Torch Memory Saver
Torch Memory Saver is a PyTorch library designed to optimize GPU memory usage by allowing `torch` tensor memory to be temporarily released and resumed later. It enables developers to manage memory more efficiently, especially for large models or when performing operations that might exceed available VRAM. The library is actively developed, with its latest stable release, version 0.0.9, released in October 2025.
Warnings
- gotcha By default, calling `torch_memory_saver.pause()` discards the content of the tensors in the region to maximize memory savings. If you need to preserve the tensor content for later use, you must instantiate the memory region with `with torch_memory_saver.region(enable_cpu_backup=True):`.
- gotcha The library operates by hooking into CUDA's memory allocation (either via `LD_PRELOAD` or PyTorch's custom allocator). This low-level intervention might conflict with other libraries or debugging tools that also modify CUDA memory behavior, potentially leading to unexpected errors or instability.
- gotcha When utilizing PyTorch's CUDA Graph feature for performance optimization, you must replace `torch.cuda.graph(...)` with `torch_memory_saver.cuda_graph(...)`. This ensures compatibility with the memory saver and allows the release of intermediate tensor memory within the graph, preventing memory accumulation.
- gotcha While `torch-memory-saver` helps manage tensor memory, it does not resolve all general PyTorch memory issues. Developers should still follow best practices such as detaching tensors from the computation graph (`.detach()`) when they are not needed for gradients, using `torch.no_grad()` for inference, and explicitly deleting unused objects (`del var; gc.collect(); torch.cuda.empty_cache()`) to prevent other types of memory leaks.
Install
-
pip install torch-memory-saver
Imports
- torch_memory_saver
import torch_memory_saver
- region
from torch_memory_saver import region
- pause
torch_memory_saver.pause()
- resume
torch_memory_saver.resume()
Quickstart
import torch
import torch_memory_saver
import os
if not torch.cuda.is_available():
print("CUDA is not available. This library is designed for GPU memory saving.")
exit()
print(f"Initial CUDA memory allocated: {torch.cuda.memory_allocated() / (1024**2):.2f} MB")

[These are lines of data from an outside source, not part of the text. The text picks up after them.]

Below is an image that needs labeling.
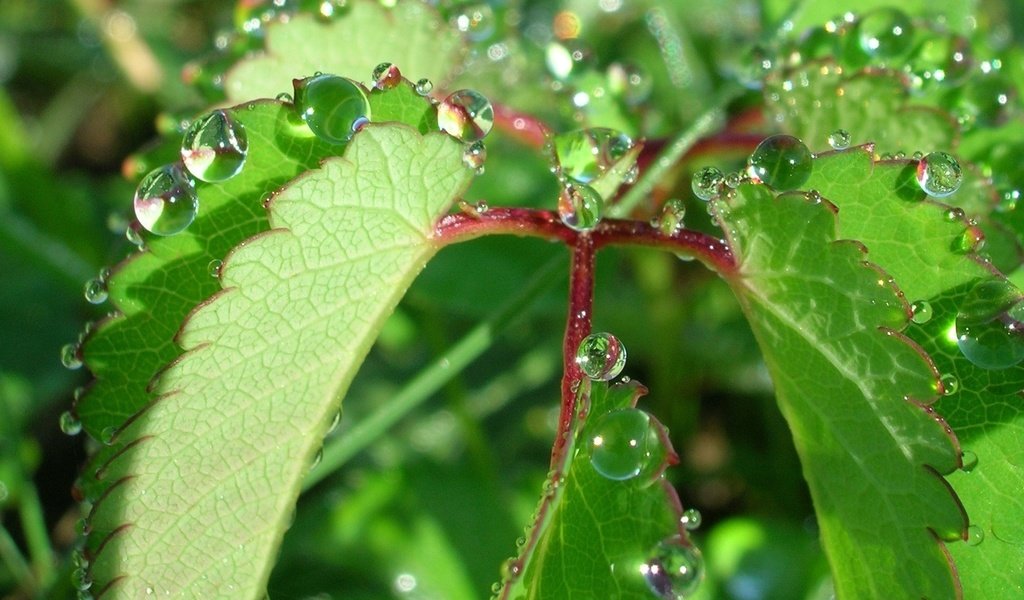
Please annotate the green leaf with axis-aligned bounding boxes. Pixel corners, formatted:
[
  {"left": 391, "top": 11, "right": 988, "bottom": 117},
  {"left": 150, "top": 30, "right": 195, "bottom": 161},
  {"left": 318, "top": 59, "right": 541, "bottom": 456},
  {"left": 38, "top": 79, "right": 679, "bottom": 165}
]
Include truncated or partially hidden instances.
[
  {"left": 807, "top": 149, "right": 1024, "bottom": 598},
  {"left": 224, "top": 0, "right": 463, "bottom": 101},
  {"left": 89, "top": 125, "right": 472, "bottom": 597},
  {"left": 716, "top": 182, "right": 966, "bottom": 599},
  {"left": 500, "top": 382, "right": 702, "bottom": 600}
]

# 1. For tensors that want to be paused, create them within `region`
with torch_memory_saver.region():
# Create a large tensor (adjust size based on your GPU memory)
pauseable_tensor = torch.full((1_000_000_000,), 100, dtype=torch.uint8, device="cuda") # ~1GB
print(f"Tensor created. Current CUDA memory allocated: {torch.cuda.memory_allocated() / (1024**2):.2f} MB")

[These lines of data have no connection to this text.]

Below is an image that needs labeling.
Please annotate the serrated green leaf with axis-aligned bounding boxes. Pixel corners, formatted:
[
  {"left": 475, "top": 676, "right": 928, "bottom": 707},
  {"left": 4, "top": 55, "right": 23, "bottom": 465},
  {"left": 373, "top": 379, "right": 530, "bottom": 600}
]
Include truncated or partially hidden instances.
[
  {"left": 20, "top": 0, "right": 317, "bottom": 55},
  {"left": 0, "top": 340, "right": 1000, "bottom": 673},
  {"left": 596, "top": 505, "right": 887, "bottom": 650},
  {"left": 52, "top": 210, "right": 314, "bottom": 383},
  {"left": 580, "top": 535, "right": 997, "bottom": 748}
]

# 2. Temporarily pause memory for tensors in this region
# By default, content is thrown away. Use `enable_cpu_backup=True` to preserve content.
torch_memory_saver.pause()
print(f"Memory paused. Current CUDA memory allocated: {torch.cuda.memory_allocated() / (1024**2):.2f} MB")

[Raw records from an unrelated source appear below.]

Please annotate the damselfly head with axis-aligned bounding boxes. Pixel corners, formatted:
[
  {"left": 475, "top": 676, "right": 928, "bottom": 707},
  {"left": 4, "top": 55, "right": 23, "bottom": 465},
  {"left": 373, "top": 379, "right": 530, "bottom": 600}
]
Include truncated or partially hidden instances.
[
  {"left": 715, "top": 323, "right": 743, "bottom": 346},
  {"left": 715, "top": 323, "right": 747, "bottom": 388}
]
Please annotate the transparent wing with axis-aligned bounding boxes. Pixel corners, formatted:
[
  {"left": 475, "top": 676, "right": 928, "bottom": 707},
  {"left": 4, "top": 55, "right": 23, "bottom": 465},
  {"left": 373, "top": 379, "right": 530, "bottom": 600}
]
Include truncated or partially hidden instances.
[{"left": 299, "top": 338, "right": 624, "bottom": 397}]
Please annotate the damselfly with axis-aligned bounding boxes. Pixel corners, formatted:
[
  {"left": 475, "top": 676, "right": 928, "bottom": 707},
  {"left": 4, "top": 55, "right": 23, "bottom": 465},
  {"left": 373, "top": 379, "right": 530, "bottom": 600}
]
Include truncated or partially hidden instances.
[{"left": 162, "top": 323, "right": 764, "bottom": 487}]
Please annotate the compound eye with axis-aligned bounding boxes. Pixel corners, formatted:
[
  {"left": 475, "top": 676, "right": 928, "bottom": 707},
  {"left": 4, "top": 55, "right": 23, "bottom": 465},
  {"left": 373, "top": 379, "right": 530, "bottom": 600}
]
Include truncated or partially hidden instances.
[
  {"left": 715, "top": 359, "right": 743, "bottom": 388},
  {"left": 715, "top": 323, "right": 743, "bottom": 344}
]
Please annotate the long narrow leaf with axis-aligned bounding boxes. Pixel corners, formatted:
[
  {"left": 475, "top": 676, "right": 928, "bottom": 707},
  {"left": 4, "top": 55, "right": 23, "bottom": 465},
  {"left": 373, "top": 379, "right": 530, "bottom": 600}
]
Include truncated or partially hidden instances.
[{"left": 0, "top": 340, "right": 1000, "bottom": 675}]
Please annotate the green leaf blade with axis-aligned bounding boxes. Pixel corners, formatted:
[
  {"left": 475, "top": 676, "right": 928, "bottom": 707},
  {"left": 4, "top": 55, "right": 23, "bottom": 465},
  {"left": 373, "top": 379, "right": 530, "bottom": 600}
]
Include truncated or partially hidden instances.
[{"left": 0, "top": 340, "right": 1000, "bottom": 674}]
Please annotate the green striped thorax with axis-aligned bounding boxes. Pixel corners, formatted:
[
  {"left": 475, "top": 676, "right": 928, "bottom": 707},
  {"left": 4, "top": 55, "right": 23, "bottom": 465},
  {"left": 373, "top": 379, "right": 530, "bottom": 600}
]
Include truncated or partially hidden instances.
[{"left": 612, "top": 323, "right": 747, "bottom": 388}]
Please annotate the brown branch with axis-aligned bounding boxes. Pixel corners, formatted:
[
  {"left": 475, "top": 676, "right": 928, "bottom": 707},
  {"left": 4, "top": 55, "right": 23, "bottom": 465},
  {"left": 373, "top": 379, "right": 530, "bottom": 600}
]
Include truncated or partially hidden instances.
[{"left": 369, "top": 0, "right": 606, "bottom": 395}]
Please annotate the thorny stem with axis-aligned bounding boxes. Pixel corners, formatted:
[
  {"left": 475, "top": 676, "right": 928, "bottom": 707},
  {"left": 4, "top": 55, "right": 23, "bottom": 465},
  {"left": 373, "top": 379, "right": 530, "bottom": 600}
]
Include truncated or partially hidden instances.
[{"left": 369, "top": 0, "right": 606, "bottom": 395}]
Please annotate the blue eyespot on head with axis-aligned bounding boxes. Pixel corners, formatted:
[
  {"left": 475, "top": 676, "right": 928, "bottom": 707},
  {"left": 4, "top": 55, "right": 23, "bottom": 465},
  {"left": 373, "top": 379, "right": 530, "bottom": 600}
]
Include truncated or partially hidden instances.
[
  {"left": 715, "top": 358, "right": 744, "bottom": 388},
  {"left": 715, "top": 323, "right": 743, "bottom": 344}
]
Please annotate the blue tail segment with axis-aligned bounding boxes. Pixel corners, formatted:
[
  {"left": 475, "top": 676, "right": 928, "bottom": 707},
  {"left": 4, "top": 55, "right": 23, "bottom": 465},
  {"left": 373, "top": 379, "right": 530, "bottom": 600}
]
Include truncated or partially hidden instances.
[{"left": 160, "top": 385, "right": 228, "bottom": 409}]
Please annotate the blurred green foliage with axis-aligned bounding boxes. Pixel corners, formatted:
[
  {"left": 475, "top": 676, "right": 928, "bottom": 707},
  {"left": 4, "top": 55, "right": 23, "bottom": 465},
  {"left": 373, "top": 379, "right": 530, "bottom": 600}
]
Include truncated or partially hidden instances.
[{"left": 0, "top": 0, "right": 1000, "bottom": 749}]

# At this point, `nvidia-smi` would show reduced GPU memory usage for the process.
# You can perform other memory-intensive operations here.
# 3. After `resume`, CUDA memory is re-occupied for those tensors.
torch_memory_saver.resume()
print(f"Memory resumed. Current CUDA memory allocated: {torch.cuda.memory_allocated() / (1024**2):.2f} MB")
# If `enable_cpu_backup=True` was used, you could now access `pauseable_tensor` and its content would be intact.
# print(f"Tensor element value after resume (if backed up): {pauseable_tensor[0].item()}")
# Ensure to delete tensors and clear cache if running multiple experiments in a single script
del pauseable_tensor
if torch.cuda.is_available():
torch.cuda.empty_cache()
print(f"Final CUDA memory allocated: {torch.cuda.memory_allocated() / (1024**2):.2f} MB")